Posted on December 18th, by Kent Conrad in General ASTC News, NATEAC, Theatre Consultants. Comments Off on ASTC at NATEAC 2016

This past summer, many ASTC members attended the 3rd Quadrennial North American Theatre Engineering and Architecture Conference held at the Roosevelt Hotel in New York City. NATEAC is a sister to the original ITEAC event, last held in London in 2014. Once again, a distinguished group of architects, theatre consultants, manufacturers, theatrical designers, facility managers and users gathered to discuss trends and detailed topics for the design of assembly spaces. Attending this event is often a sort of “who’s who” of theatre design.

ASTC Member Robert Long participates in a NATEAC session: Modern Engineering in Old Broadway Theatres

ASTC Member Robert Long participates in a NATEAC session: "Modern Engineering in Old Broadway Theatres"

photo by Joshua Allen, ASTC

While many ASTC members attended sessions, some ASTC member’s firms sponsored the conference or specific events to show their support. Many members contributed by chairing or sitting on session panels.
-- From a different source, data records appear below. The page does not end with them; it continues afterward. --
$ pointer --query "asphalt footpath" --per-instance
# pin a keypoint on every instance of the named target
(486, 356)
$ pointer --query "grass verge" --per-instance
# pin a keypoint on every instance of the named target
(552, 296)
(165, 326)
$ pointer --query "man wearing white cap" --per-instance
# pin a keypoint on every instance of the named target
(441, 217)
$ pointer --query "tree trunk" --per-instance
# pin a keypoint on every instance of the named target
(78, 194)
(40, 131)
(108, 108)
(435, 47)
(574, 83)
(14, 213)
The ASTC members presenting at NATEAC included:

Joshua Dachs
Todd Hensley
Peter Scheu
Jim Niesel
Jack Hagler
David H. Rosenburg
Millie Dixon
Jules Lauve
Robert Long

The conference began as has become tradition, with an evening cruise around Manhattan. The weather was perfect, making for a wonderful evening catching up with old friends and making a few new ones. Conference organizer Bill Sapsis took credit for the fireworks displays seen in the distance, though Bill has been known to tell a few tall tales.

NATEAC 2016 began in earnest on Sunday morning with a keynote by Reynold Levy, the president of the Robin Hood Foundation. He discussed his experiences in the entertainment industry, including his involvement in the multi-year renovation of Lincoln Center. After his keynote address, the attendees split into breakout sessions, with each time slot offering the choice of three topics.
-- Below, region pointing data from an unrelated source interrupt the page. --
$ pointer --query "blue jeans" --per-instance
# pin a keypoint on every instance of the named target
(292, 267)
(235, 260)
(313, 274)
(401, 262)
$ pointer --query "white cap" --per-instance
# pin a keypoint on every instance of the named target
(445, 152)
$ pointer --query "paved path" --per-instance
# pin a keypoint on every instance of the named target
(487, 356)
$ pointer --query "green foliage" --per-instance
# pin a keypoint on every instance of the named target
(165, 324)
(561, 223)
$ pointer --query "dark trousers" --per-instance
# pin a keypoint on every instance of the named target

One of the most talked about sessions was entitled What the Production Team Wants from a Theatre. This session included Bruce Odland (Sound Design Artist), Bartlett Sher (Director), Jennifer Tipton (Lighting Designer), and Michael Yeargan (Set Designer). It was wonderful to hear each of these practitioners discuss how architecture in a theatre can influence and affect their work, for the better and otherwise. The highlight was Odland’s active demonstration where he invited attendees to close their eyes and think with their ears.

Another much discussed session was Gender Accommodation in Performing Arts Facility Planning. This subject wasn’t much discussed a few years ago, but has since become a hot button issue. ASTC member Peter Scheu moderated a session that included ASTC member Todd Hensley and Sociology doctoral student Lain Mathers, who focuses on gender neutral (Zir) research and has a background in the performing arts. This was reported by many attendees as an excellent primer on the issues and potential solutions to these issues that are being considered more and more.
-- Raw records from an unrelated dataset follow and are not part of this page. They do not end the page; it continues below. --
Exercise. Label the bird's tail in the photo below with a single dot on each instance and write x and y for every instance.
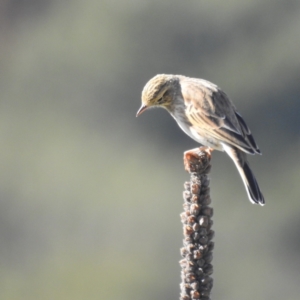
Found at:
(251, 185)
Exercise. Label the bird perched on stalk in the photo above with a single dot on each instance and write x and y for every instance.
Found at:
(206, 114)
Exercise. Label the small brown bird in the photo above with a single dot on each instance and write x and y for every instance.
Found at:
(205, 113)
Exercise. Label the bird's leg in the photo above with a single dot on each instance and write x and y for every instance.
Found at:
(192, 157)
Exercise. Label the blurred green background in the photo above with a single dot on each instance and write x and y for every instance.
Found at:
(91, 196)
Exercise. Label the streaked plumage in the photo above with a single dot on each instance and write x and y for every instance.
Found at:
(207, 115)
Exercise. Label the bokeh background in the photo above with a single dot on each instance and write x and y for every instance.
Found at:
(91, 196)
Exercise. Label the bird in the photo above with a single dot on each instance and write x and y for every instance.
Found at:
(206, 114)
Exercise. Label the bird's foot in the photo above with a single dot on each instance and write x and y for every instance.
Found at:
(196, 159)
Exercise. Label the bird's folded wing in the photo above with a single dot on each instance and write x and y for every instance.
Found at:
(211, 113)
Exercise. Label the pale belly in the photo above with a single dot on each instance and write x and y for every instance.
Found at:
(205, 141)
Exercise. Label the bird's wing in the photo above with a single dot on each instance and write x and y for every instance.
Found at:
(212, 114)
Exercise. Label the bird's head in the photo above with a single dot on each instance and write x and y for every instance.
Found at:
(158, 92)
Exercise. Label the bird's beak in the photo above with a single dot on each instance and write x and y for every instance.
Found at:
(141, 110)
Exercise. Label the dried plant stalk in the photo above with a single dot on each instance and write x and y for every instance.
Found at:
(197, 243)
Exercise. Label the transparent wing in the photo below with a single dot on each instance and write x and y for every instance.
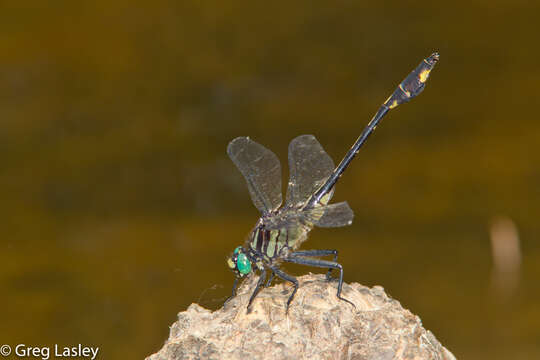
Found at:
(333, 215)
(309, 167)
(262, 172)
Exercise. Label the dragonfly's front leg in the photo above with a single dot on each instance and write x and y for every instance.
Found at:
(262, 277)
(235, 285)
(319, 253)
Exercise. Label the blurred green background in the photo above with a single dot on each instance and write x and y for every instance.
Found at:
(119, 205)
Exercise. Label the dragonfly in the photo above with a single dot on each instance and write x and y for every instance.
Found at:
(281, 230)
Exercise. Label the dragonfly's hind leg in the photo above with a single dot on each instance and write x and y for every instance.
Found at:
(319, 253)
(289, 278)
(323, 264)
(270, 278)
(235, 285)
(262, 277)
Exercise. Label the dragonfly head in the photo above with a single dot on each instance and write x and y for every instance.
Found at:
(239, 262)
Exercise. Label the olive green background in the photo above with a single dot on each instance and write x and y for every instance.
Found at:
(119, 205)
Joshua Dachs moderated a lively discussion with Oskar Eustis, of the Public Theatre, Mimi Lien, set designer, and Anne Hamburger, of En Garde Arts, about Core Values: What makes a great theatre? Intriguing questions such as “do you build the space first or build the operating company first?” led to discussion of other topics including “the space in which the play is happening cannot be ignored” and developing plays for site specific locations.

ASTC Members David Rosenburg and Jack Hagler participated in a panel which opted to shake up the often staid, talking-head PowerPoint presentations so common at conferences. Their session, entitled Who’s Scope is it Anyway (The designer/contractor dating game) was a lighthearted look at the often serious issues around scope gap, contracts, and documentation that can occur in complicated theatre projects. The format was a 70’s game show. David Rosenburg played the smiling quiz show host and asked the “distinguished” panel (all in 70’s garb) for quick responses to unrehearsed questions. It may not be the first time that costumes were used in a NATEAC session but we sure hope it’s not the last.

The conference featured a dinner at Sardi’s, which was a benefit for the Behind the Scenes Foundation. Michael Magg, resident lighting and projection designer at the Oregon Shakespeare Festival, was the guest speaker and provided a moving personal account of how the Foundation supports those in our industry in a time of need.

There were many other wide-ranging topics discussed, including acoustics, contracting, insurance, safety, and space design. It is always a dynamic and interesting mix of people that appear at the conference. Mark your calendars for 2020 when the highlight should be NATEAC (and NOT the Olympics or the next presidential election!)